Então desde 1997, com toda a justiça, ele só tinha feito mais 2 filmes. Coitada da Sharon, haja pernas cruzadas e descruzadas pra valer o ingresso.

Aliás, Vera Fischer é a Sharon Stone brasileira, se precisar de maiores provas, a foto ao lado encerra a questão. Cada uma cruza as pernas do jeito que pode.

Falando nela ainda na tal viagem de ônibus passou o filme Xuxa e os Duendes 2, vejam só. Eu estava com fones de ouvido sacando os últimos do Wolf Parade, New Pornographers e Gravenhurst, e acabei me divertindo um bocado ao só olhar as imagens. Filme com criança é sempre legal se você nunca olhar pra quem está falando, mas pras outras crianças que não têm falas naquela cena. É um tal de espirrar, olhar pra alguém pra trás da câmera e rir, acaba sendo uma ótima distração. Chega a ser inacreditável como o diretor ou o montador deixam passar certas coisas. Tipo, numa cena em que uma bruxa faz uma ventania, uma criancinha pára de gritar e parecer assustada pra se ajeitar, porque o vento tinha levantado o vestido dela até o pescoço. Coitadinha, pô. O pior é que a mesmíssima garota protagonizou outro momento ridículo ao comemorar algum acontecimento com o Luciano Szafir. Não, não foi só isso o ridículo. O ridículo foi que seu arco de cabelo escorregou e ficou na frente dos olhos, ao melhor estilo do Tenente Geordi do Star Trek New Generation. Ainda assim, a pobre, num arroubo de concentração e permanência no personagem, continuou celebrando como se nada houvesse acontecido. É cena pra ver e rever.

O que tem a Vera Fischer com isso? Ela aparece de duende, contracenando com a Zezé Motta, e eu juro que a pele da catarinense alemã estava muito mais escura do que a da mulata brasileira. Muitas risadas no ônibus, se eu achasse foto postava aqui.

Pronto, arrumei 2 motivos pra alguém ver Xuxa e os Duendes 2. Alguém devia me pagar seriamente por isso.





Sons captados Segunda-feira, Abril 03, 2006


Eu nunca durmo em ônibus. Eu não sou curioso. Duas coisas que acho importantes sobre mim, pelo menos. Sobre ser curioso, não digo que não sou capaz de dar uma navegada por flogs e scraps alheios, afinal aquilo é público (Embora normalmente me pegue gritando na frente do monitor: "Menos informação, caramba!"), mas sou do tipo que acha que se não me contaram algo, é porque não preciso saber mesmo.
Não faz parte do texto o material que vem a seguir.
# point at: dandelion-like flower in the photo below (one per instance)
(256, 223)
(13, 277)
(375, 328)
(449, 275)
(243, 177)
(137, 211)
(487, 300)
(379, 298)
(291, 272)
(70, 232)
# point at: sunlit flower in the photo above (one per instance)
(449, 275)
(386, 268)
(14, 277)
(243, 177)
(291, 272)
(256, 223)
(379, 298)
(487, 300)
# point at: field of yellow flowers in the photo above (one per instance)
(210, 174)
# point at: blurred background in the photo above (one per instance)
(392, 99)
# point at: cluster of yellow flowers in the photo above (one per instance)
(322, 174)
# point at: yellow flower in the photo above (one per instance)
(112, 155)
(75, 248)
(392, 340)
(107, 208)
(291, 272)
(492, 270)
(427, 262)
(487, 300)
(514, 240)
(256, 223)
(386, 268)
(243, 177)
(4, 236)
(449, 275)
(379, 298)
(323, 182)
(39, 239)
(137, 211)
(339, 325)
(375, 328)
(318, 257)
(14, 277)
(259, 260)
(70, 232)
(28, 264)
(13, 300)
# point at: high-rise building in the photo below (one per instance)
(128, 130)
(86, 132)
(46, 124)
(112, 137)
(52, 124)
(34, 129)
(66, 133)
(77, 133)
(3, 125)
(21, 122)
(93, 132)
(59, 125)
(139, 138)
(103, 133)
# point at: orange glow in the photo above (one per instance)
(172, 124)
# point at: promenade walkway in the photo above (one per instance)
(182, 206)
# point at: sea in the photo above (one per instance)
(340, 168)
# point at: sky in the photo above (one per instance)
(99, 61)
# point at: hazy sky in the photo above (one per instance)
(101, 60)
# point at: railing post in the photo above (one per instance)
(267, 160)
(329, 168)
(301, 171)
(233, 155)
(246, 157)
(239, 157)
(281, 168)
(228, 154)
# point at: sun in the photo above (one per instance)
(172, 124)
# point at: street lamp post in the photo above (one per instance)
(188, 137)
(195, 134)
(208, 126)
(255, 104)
E só durmo deitado, e de preferência na minha cama, com o meu travesseiro, e se rolar um leitinho morno com café antes o mundo fica magicamente perfeito.
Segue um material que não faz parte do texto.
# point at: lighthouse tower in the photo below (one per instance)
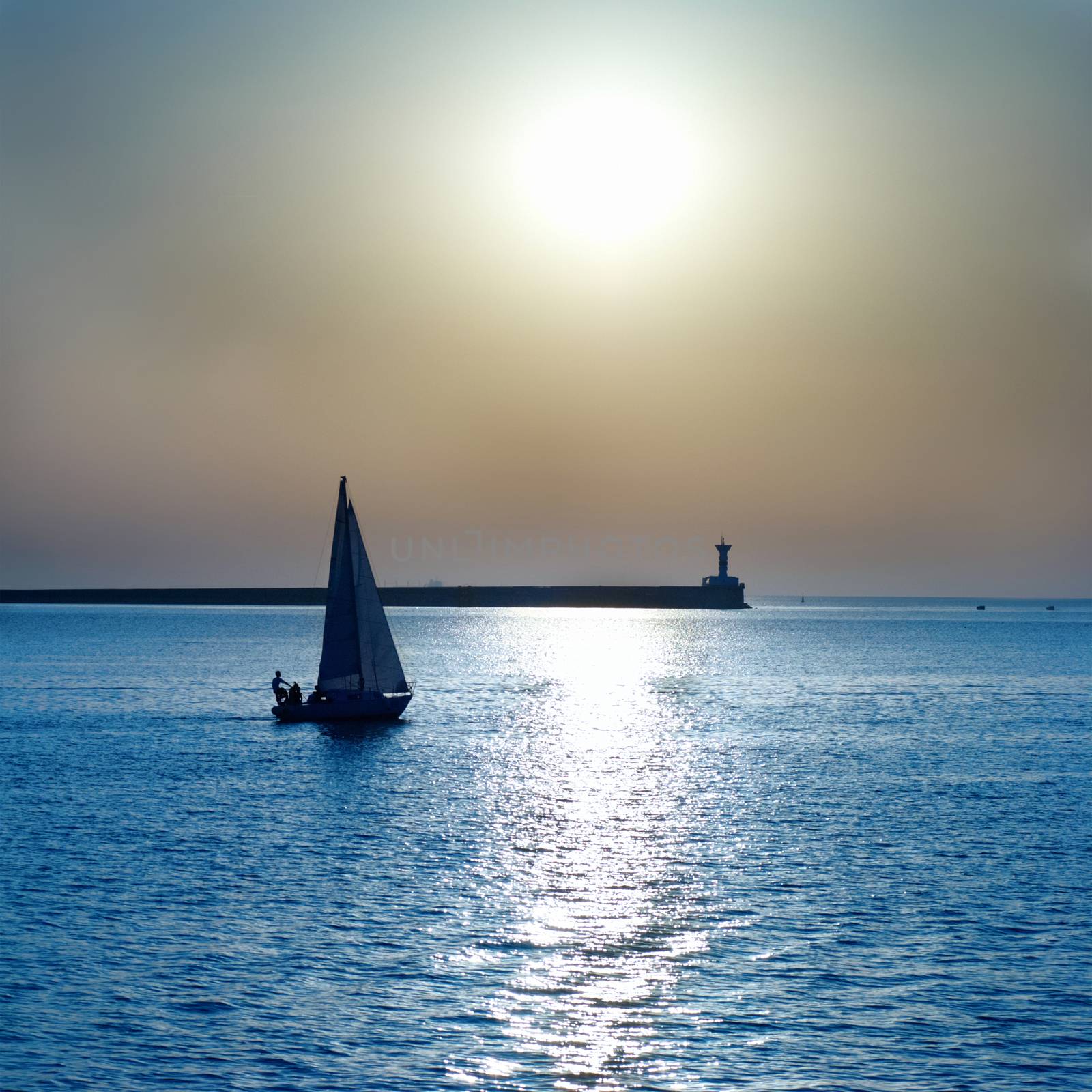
(722, 579)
Então hoje me peguei acordando de um cochilo no ônibus com o volume alto usado pela mulher atrás de mim para proferir: "Nossa, essa foi a história mais interessante que eu já ouvi".

Em segundos tudo o que eu sabia sobre mim mesmo esfacelou-se. Foi praticamente um episódio de Lost. Por favor, quem souber o número do Locke manda aí.